Highlights: Cross-Learning Webinar on Biodiversity & Climate Gender Action Plans

On Tuesday, November 4, 2025, the CBD Women’s Caucus and the UNFCCC Women and Gender Constituency (WGC) convened a dynamic cross-learning online session around the Biodiversity & Climate Gender Action Plans. This vibrant session brought together Women and girls’ rights advocates from both the biodiversity and climate spaces, providing a platform to identify the gaps, share lessons, explore synergies, and strengthen coherence across the Rio Conventions. The event aimed to advance gender-transformative and intersectional advocacy, ensuring that gender responsiveness considerations remain central to environmental decision-making at all levels.
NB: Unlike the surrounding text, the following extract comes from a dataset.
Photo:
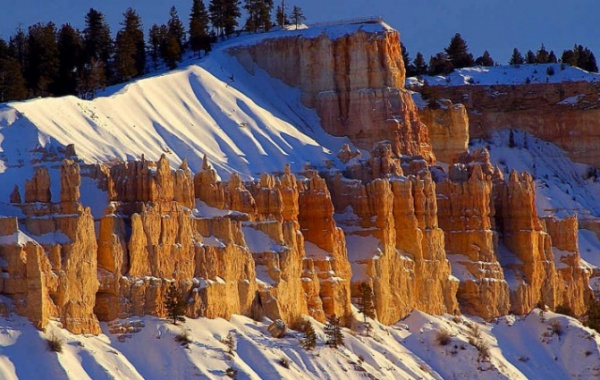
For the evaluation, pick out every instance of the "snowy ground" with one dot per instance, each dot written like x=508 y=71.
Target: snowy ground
x=534 y=347
x=508 y=75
Lessons from the CBD Gender Plan of Action

The webinar began with Ms. Amelia Arreguin Prado, coordinator of the CBD Women’s Caucus, providing a detailed overview of the CBD Gender Plan of Action (GPA) and its evolution over time. The first GPA, launched in 2008, primarily focused on integrating gender within the internal work of the CBD Secretariat. The second plan, covering 2015 to 2020, expanded its scope to include policy, organizational, and national implementation, demonstrating how gender perspectives could enhance biodiversity policy effectiveness. Reflections on this second plan revealed that mainstreaming gender in policy alone was not enough to achieve transformative change, paving the way for the current CBD GPA (2023–2030).

The present plan represents a major advancement, designed as a strategic instrument with clear objectives, actionable steps, timelines, and designated actors to strengthen monitoring and accountability. It supports gender-responsive implementation of the Global Biodiversity Framework,as well as other key CBD instruments such as its Resource mobilisation strategy, the Communication and education plan, and the Monitoring framework. Its three central outcomes focus on ensuring that women and girls have equal opportunity to contribute to CBD objectives, that biodiversity policy and planning are gender-responsive, and that enabling conditions, such as national capacities, data collection, public participation, and resource allocation, are in place for effective implementation.

A particularly groundbreaking element of the CBD GPA is Objective 1.5, which explicitly addresses the elimination, prevention, and response to all forms of gender-based violence within biodiversity contexts. This makes the CBD GPA one of the few environmental policy instruments globally to confront gender-based violence directly. Ms Arreguin also highlighted advocacy initiatives such as the Gender and Biodiversity Champion campaign, encouraging stakeholders to actively engage with the gender plan of action and implement its actions, ensuring it remains a living and actionable instrument rather than a document left on the shelf.

Lessons from the UNFCCC Gender Action Plan

Ms. Mwanahamisi Singano, coordinator of the Women and Gender Constituency (WGC) and policy director at Women’s Environment & Development Organization (WEDO), shared insights on the UNFCCC Gender Plan of Action (GPA). She outlined its historical context, tracing the evolution of gender considerations within the UNFCCC framework. This review included COP7 in 2001 with the first gender reference on participation, COP20 in 2014 with the adoption of the Lima Work Programme on Gender, COP25 in 2019 which combined a renewed work programme with the first Gender Action Plan, and COP29 in 2024 where the Lima Work Programme was renewed for ten years, setting the stage for adoption of the next Gender Action Plan at COP30 in Belém.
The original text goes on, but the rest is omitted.